The apache-airflow-provider-transfers is available at PyPI. Use the standard Python installation tools.

To install a cloud-agnostic version of the apache-airflow-provider-transfers, run:

pip install apache-airflow-provider-transfers

You can also install dependencies for using the UniversalTransferOperator with popular cloud providers:

pip install apache-airflow-provider-transfers[amazon,google,snowflake]

Quickstart

Users can get started quickly with following two approaches:

  1. Spinning up a local Airflow infrastructure using the open-source Astro CLI and Docker
  2. Using vanilla Airflow and Python

Run UniversalTransferOperator using astro

Run UniversalTransferOperator using vanilla airflow and python

  • Install airflow and setup project following this documentation.

  • Ensure that your Airflow environment is set up correctly by running the following commands:

    export AIRFLOW_HOME=`pwd`
    airflow db init
    
  • Add the following in requirements.txt

    apache-airflow-provider-transfers[all]
    
  • Copy file named example_transfer_and_return_files.py and example_snowflake_transfers.py and add it to the dags directory of your Airflow project:

https://github.com/astronomer/apache-airflow-provider-transfers/blob/04b53d780790eaa3b424458742bc89d6fbec2ccd/example_dags/example_transfer_and_return_files.py#L1-L45

https://github.com/astronomer/apache-airflow-provider-transfers/blob/a80dc84b7f33bb86ae244f79411b240f4f4c7e22/example_dags/example_snowflake_transfers.py#L1-L46

Alternatively, you can download example_transfer_and_return_files.py and example_snowflake_transfers.py.

 curl -O https://github.com/astronomer/apache-airflow-provider-transfers/blob/main/example_dags/example_transfer_and_return_files.py

 curl -O https://github.com/astronomer/apache-airflow-provider-transfers/blob/main/example_dags/example_snowflake_transfers.py

Example DAGs

Checkout the example_dags folder for examples of how the UniversalTransferOperator can be used.

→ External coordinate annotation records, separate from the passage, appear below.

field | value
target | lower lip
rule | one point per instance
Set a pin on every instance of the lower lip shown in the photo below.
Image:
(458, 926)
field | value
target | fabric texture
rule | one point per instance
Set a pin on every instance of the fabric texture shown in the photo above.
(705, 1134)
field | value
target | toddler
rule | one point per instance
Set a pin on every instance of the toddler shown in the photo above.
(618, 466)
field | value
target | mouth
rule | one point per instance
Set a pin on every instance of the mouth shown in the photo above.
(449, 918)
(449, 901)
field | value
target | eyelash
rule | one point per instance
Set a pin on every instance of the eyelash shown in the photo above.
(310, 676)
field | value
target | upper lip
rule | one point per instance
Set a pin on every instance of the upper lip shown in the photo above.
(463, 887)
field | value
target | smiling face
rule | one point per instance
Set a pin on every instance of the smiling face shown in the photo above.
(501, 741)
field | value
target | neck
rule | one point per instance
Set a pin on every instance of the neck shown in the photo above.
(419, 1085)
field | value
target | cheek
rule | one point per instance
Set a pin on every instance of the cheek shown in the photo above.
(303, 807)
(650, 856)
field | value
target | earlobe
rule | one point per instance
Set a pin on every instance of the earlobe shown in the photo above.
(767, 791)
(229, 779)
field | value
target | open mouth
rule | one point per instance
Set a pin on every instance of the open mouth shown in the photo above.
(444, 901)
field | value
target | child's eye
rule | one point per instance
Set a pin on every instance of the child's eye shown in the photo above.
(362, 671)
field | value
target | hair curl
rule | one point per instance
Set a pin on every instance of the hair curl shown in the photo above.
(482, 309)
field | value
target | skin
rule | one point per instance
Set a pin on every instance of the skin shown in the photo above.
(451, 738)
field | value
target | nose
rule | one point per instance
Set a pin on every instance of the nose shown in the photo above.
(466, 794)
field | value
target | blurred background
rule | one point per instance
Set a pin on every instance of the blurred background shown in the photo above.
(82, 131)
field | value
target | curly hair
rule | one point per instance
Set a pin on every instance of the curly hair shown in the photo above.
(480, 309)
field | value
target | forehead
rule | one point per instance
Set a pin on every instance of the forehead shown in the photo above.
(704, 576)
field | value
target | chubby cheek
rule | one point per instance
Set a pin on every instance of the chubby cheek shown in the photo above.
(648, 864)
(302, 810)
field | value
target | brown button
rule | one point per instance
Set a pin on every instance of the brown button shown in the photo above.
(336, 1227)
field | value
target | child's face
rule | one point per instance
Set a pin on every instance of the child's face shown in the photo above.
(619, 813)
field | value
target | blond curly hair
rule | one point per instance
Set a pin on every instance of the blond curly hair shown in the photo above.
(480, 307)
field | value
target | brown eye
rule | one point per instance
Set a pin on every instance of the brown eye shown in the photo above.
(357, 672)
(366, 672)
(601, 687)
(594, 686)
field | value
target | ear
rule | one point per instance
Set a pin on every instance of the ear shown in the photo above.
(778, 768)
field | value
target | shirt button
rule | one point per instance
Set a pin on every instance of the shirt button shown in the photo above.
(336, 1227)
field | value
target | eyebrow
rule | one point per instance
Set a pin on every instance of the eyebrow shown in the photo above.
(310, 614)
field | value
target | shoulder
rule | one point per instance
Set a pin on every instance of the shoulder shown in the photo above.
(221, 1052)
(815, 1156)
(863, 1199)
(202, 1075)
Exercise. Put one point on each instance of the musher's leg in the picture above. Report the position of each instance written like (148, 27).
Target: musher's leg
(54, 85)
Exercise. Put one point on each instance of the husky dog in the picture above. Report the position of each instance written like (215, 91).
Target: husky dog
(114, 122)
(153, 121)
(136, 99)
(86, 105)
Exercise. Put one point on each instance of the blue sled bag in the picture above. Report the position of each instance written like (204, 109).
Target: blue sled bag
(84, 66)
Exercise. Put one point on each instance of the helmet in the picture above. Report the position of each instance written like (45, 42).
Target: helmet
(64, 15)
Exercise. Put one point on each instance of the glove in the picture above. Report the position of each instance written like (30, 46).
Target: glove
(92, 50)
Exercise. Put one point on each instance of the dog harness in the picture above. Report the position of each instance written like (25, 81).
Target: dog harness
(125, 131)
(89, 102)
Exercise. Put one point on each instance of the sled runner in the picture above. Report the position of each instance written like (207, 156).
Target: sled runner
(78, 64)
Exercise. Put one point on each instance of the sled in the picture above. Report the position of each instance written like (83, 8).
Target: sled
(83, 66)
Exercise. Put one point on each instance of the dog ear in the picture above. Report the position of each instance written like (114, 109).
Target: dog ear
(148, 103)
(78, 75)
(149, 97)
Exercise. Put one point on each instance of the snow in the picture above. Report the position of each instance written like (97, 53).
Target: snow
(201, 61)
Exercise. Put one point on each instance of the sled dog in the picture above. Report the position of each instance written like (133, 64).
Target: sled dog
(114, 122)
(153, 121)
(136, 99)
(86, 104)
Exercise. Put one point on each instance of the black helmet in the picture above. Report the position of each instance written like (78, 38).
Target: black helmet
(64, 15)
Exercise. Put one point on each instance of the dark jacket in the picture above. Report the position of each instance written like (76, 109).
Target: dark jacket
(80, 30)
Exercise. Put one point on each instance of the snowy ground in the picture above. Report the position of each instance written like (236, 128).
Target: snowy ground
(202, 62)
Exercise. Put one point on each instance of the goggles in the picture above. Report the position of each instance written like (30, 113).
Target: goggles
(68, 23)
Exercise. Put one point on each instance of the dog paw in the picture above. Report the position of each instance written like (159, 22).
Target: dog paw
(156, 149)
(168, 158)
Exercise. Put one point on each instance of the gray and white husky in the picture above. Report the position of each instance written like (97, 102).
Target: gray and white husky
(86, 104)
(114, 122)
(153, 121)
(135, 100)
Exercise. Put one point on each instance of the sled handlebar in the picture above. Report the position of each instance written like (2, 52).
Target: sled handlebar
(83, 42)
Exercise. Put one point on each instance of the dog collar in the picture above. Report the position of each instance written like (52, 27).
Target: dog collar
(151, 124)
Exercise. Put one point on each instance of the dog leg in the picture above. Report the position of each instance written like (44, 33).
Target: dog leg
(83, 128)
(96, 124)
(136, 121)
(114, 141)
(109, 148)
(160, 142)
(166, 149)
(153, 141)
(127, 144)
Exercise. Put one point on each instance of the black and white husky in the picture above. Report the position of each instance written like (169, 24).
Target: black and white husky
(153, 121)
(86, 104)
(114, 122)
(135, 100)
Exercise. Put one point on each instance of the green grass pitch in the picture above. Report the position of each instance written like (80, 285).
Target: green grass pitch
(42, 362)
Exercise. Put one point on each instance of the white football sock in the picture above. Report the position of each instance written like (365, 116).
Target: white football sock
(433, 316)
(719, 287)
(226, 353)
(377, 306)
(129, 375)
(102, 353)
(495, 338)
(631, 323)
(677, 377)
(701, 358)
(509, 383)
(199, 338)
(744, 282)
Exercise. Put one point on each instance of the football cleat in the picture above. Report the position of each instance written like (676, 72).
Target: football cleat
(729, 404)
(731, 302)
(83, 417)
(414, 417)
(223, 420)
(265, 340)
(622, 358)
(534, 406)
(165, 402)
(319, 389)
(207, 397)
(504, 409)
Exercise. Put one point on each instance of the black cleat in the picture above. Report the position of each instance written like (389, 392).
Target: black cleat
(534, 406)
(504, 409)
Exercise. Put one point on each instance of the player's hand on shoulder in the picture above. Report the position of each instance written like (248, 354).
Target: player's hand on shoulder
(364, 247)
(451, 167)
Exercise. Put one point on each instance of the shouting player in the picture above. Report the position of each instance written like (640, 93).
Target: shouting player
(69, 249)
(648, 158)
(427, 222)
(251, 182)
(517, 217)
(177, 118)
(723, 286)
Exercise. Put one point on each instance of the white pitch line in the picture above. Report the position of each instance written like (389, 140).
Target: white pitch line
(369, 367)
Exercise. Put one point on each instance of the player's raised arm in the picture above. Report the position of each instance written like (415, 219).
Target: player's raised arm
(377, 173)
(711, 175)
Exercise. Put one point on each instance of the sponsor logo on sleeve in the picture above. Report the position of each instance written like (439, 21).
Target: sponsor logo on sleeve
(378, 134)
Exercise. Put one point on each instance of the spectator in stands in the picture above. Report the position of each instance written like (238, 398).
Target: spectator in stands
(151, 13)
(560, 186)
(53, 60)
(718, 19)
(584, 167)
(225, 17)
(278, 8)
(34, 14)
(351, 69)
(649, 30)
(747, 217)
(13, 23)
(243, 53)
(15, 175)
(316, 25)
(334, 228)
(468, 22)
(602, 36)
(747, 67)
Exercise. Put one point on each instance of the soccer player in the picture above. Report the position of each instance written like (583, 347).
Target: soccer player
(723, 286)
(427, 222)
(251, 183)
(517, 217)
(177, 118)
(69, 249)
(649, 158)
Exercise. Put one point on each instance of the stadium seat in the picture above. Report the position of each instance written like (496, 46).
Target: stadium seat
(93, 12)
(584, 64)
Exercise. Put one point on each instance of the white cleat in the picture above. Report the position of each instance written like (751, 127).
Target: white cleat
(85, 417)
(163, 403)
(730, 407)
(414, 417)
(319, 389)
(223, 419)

How Universal Transfer Operator Works

Approach

With UniversalTransferOperator, users can perform data transfers using the following transfer modes:

  1. Non-native
  2. Native
  3. Third-party

Non-native transfer

Non-native transfers rely on transferring the data through the Airflow worker node. Chunking is applied where possible. This method can be suitable for datasets smaller than 2GB, depending on the source and target. The performance of this method is highly dependent upon the worker's memory, disk, processor and network configuration.

Internally, the steps involved are:

  • Retrieve the dataset data in chunks from dataset storage to the worker node.
  • Send data to the cloud dataset from the worker node.

Following is an example of non-native transfers between Google cloud storage and Sqlite:

https://github.com/astronomer/apache-airflow-provider-transfers/blob/a80dc84b7f33bb86ae244f79411b240f4f4c7e22/example_dags/example_universal_transfer_operator.py#L68-L74

Improving bottlenecks by using native transfer

An alternative to using the Non-native transfer method is the native method. The native transfers rely on mechanisms and tools offered by the data source or data target providers. In the case of moving from object storage to a Snowflake database, for instance, a native transfer consists in using the built-in COPY INTO command. When loading data from S3 to BigQuery, the Universal Transfer Operator uses the GCP Storage Transfer Service.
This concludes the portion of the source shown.